With the number of coronavirus cases escalating across the world, pessimism has skyrocketed. Efforts at containment are being watched closely. So far, there is not much optimism that it is being controlled in the US and Europe, two key global markets.

Markets may have to endure more rounds of choppiness as investors continue to assess how much damage the virus can inflict. Investors will want to see a reduction in the total number of cases, which has nearly tripled in the last two weeks to three hundred thousand.

The US is now the third-largest affected country after Italy. This is clearly worrisome as the US is the biggest consuming nation in the world. When the coronavirus initially took off in China, investors were only worried about a supply-side issue, but with its spread, a global demand-shock is spooking investors.

But there is hope. Some countries have demonstrated that the virus can be contained like China/ But that will require coordinated efforts of the policymakers and co-operation of the people to stay indoors. The government announced a near-total lockdown of the country with a ‘Janta Curfew,’. The Maharashtra government has also announced that all workplaces will down shutters till 31st March.

But markets have been unforgiving. The 50 Nifty nosedived 28% month-to-date with almost all its losses coming in the past month.
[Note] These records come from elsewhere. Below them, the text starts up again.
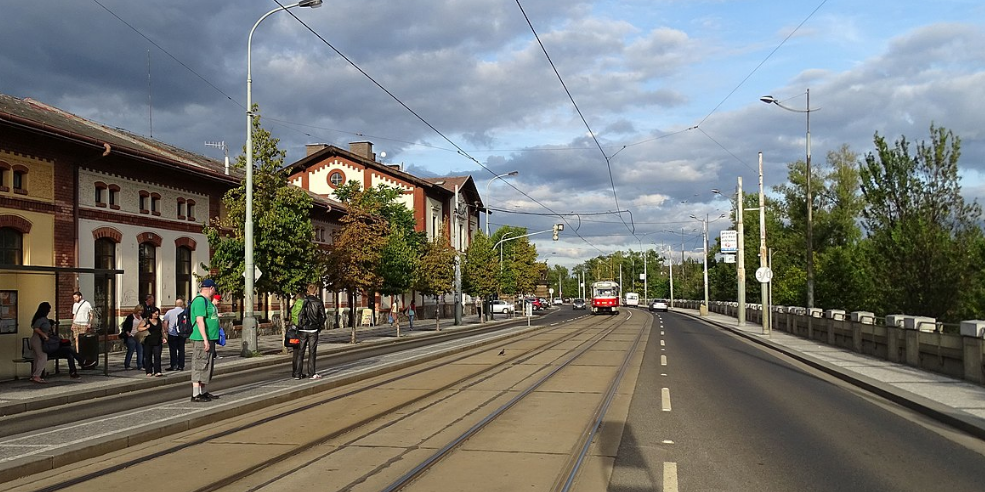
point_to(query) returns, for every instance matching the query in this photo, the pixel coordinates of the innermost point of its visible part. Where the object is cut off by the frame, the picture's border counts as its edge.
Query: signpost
(730, 241)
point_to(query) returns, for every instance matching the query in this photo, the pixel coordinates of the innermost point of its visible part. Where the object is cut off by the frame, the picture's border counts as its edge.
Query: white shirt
(171, 319)
(82, 310)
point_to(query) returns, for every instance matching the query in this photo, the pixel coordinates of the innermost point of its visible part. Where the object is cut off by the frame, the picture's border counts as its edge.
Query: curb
(938, 411)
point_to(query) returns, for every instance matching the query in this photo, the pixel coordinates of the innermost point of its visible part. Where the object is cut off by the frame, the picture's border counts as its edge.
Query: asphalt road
(724, 414)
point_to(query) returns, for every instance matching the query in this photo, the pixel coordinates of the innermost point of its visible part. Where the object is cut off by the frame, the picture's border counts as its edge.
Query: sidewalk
(954, 402)
(22, 395)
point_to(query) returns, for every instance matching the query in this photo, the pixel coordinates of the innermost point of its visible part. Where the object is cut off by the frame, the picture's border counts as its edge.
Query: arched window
(11, 246)
(104, 292)
(147, 270)
(183, 272)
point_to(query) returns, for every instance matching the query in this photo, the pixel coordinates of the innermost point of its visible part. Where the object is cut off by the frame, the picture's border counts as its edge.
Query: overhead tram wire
(459, 149)
(608, 162)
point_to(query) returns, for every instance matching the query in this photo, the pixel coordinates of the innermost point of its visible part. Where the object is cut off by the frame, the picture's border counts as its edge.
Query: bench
(27, 356)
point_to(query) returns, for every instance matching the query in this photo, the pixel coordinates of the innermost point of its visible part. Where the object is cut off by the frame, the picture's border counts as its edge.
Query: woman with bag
(40, 328)
(53, 345)
(127, 333)
(151, 331)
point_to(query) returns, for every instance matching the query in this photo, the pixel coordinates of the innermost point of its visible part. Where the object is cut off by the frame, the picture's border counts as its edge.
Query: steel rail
(425, 465)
A sliver of recovery at the end of last week may get sold into again.

At this juncture, valuations look attractive than a month ago. Indicators such as the price-earnings multiple dipped from 27.6 times earnings to about 19.7 times in the past month, near to its historical averages. Is this a signal that the market is bottoming out?

This is not an easy call. Analysts at Kotak Institutional Equities echo a similar dilemma. “We feel like Buridan’s donkey in terms of stocks to recommend given the large potential upside to our 12-month fair values in almost all stocks that we cover. We hope investors avoid the fate of the unfortunate donkey by debating too much about (1) the stocks to buy when most stocks look very attractively valued and (2) the ‘bottom’ prices of stocks to buy at. In our view, the study of flows and past crises offers little guide; the focus should only be on the gap between value and the price of stocks," said analysts at Kotak in a recent report.
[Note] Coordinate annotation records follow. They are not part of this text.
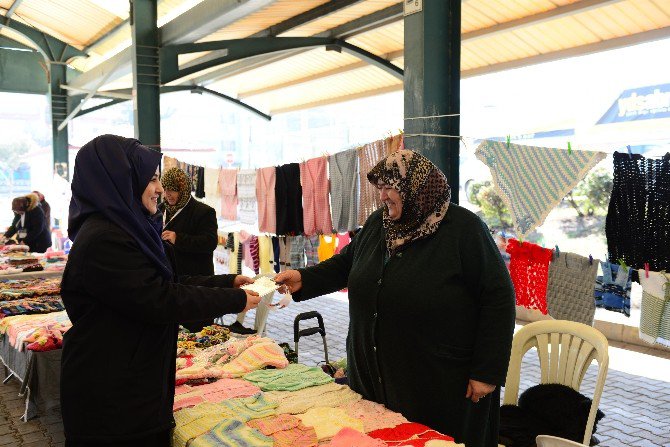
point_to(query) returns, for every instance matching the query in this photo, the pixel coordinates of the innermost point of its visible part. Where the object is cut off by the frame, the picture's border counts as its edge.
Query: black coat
(196, 241)
(435, 315)
(38, 235)
(118, 363)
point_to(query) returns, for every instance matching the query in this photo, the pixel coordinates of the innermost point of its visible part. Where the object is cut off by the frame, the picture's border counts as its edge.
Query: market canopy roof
(496, 35)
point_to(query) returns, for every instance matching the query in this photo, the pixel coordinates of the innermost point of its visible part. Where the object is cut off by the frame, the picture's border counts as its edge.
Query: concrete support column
(146, 88)
(432, 83)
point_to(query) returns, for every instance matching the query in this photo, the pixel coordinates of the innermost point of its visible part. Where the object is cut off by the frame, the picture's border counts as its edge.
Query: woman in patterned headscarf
(433, 264)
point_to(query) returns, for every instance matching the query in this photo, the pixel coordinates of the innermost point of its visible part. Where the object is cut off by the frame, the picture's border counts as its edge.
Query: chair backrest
(566, 349)
(553, 441)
Besides, volatility has zoomed closer to its 2008 crisis, but valuations are still some distance away from those lows.So its difficult to make an assessment on the bottom.

Besides, in fact, companies could be affected in many ways even in the long run. Earnings of realty companies providing office space could be hit as people increasingly become to work from home. While socializing and outdoor recreation gets curtailed, alcohol companies may also see some loss.

SEBI has tightened trading rules and has increased margins, though. But it’s still a difficult market and investors may need to brace themselves to endure pain for longer. There is no precedence of a similar crisis in history. Analysts at Equirus Securities pointed this in a note. “In the last 100 years, only the Spanish flu comes anywhere close to the panic created by Coronavirus. Hence, it is pertinent to draw lessons from the same. A paper by Thomas A. Garrett, Assistant Vice President and Economist Federal Reserve Bank of St. Louis gives reference to the World Bank, which says that a global influenza-like disease will lead to US$ 800bn worth of damage to the economy," the report mentioned.

Further, the the report noted that “Rush to liquid assets; emerging markets are not liquid by any stretch of imagination, so will be beaten up more." That will result in more down side. This storm has to pass before investors can scout for stocks again.